If the taxes weren’t paid back on time, people faced penalties. Employers that don’t pay payroll taxes can end up having to pay double through the Trust Fund Recovery Penalty. Additionally, they must pay their original tax, plus the penalty that is equal to the amount of the tax. Interest is included.

What Does Suspending Payroll Tax Mean?

Suspending payroll tax simply means employees won’t have to pay for the Social Security and Medicare taxes that get taken out of their wages. This isn’t a tax cut, though, so they’ll eventually have to pay the taxes back.

This can mean a lot of things for different workers. While self-employed people and businesses profit from payroll tax suspensions, the unemployed, front-line workers and more suffer.

Self-employed workers already pay a significant portion of their income to taxes, so a tax suspension could benefit them. Businesses may save money thanks to the tax suspension. For example, Amazon reported paying around $2.4 billion in payroll taxes in 2019. As such, a payroll tax would likely work to its advantage.

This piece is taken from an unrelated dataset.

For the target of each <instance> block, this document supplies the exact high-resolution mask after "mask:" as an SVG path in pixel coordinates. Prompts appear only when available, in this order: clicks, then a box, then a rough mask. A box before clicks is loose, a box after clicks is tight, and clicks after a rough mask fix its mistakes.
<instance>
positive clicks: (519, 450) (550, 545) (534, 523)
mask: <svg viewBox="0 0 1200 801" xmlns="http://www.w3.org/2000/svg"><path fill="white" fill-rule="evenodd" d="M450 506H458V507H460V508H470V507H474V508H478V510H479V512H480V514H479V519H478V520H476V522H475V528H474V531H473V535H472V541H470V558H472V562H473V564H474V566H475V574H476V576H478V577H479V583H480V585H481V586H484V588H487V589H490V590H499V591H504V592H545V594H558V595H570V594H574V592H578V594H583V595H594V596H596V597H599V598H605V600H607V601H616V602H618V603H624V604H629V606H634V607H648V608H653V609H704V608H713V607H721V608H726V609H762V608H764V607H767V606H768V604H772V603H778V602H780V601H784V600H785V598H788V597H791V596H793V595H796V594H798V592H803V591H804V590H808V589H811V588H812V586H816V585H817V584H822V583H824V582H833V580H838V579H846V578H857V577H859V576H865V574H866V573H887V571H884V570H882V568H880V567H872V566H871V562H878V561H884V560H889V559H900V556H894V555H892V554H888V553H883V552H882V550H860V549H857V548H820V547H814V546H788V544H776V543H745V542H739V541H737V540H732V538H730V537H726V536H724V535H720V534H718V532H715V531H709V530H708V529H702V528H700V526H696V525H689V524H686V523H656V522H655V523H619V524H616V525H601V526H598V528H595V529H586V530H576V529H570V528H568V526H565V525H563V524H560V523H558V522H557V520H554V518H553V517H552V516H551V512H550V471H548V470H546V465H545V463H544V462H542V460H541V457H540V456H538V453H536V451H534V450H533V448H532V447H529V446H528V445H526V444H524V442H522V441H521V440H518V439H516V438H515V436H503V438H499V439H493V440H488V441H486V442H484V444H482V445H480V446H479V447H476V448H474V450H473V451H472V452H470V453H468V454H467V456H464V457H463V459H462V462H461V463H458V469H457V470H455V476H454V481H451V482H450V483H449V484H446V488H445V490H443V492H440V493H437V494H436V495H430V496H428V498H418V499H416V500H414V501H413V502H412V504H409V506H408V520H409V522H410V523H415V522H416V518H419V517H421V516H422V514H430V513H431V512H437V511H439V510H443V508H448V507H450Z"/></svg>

As for the rest of the workforce, payroll tax suspension may not mean the same big savings. Unemployed people obviously won’t benefit from a tax suspension because they don’t pay payroll taxes. Unfortunately, the unemployed are the people who were hit hardest by the COVID-19 pandemic, and they won’t be the ones benefiting from this. People who are retired or disabled also will not gain any benefits from a tax suspension.

Front-line workers, while benefiting more than the unemployed, don’t stand to gain much from payroll tax suspensions. If you work 40 hours a week and make $15 an hour, the tax suspension will only save you about $180 per month. Social Security and Medicare will also obviously not gain anything during the suspension. This may also exacerbate existing financial problems within these government programs.

Bottom Line: Understanding the Implications of the Payroll Tax Suspension Matters

Overall, payroll tax suspension means certain people will benefit from not having to pay payroll taxes, while others may hit a roadblock. The COVID-19 tax suspension probably helped out workers who make under $100,000 a lot during the pandemic.

However, it’s important to remember that it is a tax suspension, not a cut, so everyone eventually had to pay their taxes back. On top of this, everyone must continue paying payroll taxes normally post-April 2021.